I was educated at the University of Liverpool and King’s College London, and taught at King’s College London, the University of Roehampton, and the University of Chester before joining the Open University.
My research interests include Modernist fiction, the literature of the First World War, and the work of novelist, editor and critic Ford Madox Ford. I am a founder member of the Ford Madox Ford Society, of which I am currently Chair.
My teaching commitments include A230 Reading and Studying Literature, A174 Start Writing Fiction, A215 Creative Writing, and A150 Voices and Texts. I have also written material for EA300 Children’s Literature, and A300 Twentieth-Century Literature: Texts and Debates.
While at the University of Chester, I produced a CD-ROM on the poetry of Thomas Hardy – follow the link for a taster. This CD-ROM includes the Complete Poems and numerous audio and video extracts. It is on sale from the University of Chester (at £10). If you are interested in purchasing a copy, email me and I will send you the details.
My current research students are working on Virginia Woolf, Joseph Conrad, Thomas Hardy, and the literature of the First World War. Informal PhD enquiries are welcomed, but please also refer to the Postgraduate section of our departmental website for further relevant information.

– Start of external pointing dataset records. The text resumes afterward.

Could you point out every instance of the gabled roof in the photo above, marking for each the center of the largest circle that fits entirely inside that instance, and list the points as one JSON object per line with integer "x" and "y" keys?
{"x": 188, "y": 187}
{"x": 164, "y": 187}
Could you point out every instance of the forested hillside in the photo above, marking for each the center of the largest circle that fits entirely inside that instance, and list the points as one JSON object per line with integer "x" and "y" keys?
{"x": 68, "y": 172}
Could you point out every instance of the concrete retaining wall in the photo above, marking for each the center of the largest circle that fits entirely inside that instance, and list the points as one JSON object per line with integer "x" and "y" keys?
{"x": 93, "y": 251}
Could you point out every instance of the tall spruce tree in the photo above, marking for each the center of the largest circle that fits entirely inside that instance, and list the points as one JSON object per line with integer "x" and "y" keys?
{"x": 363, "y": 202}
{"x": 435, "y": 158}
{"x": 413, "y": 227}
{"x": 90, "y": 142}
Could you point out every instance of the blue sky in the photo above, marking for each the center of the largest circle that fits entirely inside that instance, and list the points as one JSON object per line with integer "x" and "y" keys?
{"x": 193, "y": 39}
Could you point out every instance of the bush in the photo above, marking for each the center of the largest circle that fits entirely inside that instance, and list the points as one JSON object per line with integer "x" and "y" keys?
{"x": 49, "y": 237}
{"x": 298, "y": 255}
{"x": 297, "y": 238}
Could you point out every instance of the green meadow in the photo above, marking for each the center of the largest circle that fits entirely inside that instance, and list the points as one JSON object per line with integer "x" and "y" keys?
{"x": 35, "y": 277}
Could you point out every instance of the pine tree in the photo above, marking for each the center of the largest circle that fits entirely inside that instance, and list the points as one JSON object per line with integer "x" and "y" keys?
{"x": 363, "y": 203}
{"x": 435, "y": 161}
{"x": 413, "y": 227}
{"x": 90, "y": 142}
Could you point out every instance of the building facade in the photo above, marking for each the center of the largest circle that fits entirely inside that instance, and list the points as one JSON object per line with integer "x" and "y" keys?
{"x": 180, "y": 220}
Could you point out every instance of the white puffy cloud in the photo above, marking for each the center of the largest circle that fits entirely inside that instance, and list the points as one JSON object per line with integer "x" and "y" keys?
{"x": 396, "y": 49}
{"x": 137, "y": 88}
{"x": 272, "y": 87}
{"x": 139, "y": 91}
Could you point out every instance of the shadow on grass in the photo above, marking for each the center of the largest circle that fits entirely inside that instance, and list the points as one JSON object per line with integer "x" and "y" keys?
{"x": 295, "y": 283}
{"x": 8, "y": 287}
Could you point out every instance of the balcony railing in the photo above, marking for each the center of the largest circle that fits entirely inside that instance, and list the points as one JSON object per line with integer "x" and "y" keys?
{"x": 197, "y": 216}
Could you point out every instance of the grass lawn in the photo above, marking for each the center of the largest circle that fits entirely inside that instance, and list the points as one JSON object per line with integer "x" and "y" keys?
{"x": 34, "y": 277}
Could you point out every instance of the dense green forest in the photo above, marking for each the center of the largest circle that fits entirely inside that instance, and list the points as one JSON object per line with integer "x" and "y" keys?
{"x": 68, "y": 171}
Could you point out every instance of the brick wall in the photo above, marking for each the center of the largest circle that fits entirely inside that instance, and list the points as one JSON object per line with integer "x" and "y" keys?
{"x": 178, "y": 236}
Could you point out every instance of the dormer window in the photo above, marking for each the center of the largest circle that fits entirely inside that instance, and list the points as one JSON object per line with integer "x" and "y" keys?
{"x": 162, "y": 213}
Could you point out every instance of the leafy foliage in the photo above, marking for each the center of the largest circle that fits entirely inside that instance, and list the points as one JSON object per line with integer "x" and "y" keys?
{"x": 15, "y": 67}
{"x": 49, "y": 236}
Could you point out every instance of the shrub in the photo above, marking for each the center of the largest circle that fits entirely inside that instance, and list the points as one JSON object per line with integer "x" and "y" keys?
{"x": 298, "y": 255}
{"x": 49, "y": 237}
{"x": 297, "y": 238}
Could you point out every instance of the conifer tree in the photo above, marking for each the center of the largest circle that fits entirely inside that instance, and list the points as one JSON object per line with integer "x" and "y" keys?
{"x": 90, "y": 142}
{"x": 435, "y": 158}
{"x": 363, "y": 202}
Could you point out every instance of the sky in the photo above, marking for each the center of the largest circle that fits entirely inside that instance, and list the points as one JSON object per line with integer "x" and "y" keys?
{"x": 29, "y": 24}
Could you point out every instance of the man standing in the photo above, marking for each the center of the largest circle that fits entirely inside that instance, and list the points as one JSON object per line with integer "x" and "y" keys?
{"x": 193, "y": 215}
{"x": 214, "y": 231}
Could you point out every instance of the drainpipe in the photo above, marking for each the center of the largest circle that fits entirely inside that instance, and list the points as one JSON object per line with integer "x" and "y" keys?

Ford Madox Ford is the focus of much of my research. And it is Parade’s End that is my most recent major project. I began work with 3 colleagues on the definitive critical edition of the four magnificent novels that make up Parade’s End in 2007. Tom Stoppard’s interest in Ford’s novels had not yet hit the headlines, nor had his intention to produce a script – eventually destined for TV adaptation by the BBC/HBO. Filming of the series, directed by Susanna White, began in 2011, and a high point of the year was a visit to the set, to watch the filming of the golf scene in episode 1. I edited volume 3, A Man Could Stand Up- , in which the hero, Christopher Tietjens, and suffragette campaigner Valentine Wannop are united on Armistice Day. This edition is the first to be fully annotated and to contain authoritative corrected texts of the novels. Other related editing projects include Ford’s classic modernist text, The Good Soldier. Follow this link to read my introduction. I have also published work on Modernism and the First World War, Thomas Hardy, Henry James, the Brontës, Joseph Conrad, and on life writing. Nineteenth and twentieth-century cultural, social and political issues are at the heart of most of my research. I have written on Ford’s treatment of railway pathologies, for example, and of sexuality, as well as on his representations of the experience of war. Follow this link for an extract from a book chapter on railway pathologies and how they figure in Ford and in the work of his contemporaries.
I am currently at work on a book, ‘Victims of Time and Train’: from Victorian Invention to Modernist Novel, planning, along with other members of the Editorial Board, the book series International Ford Madox Ford Studies, and writing a chapter on Ford and gender for a new introduction to his work.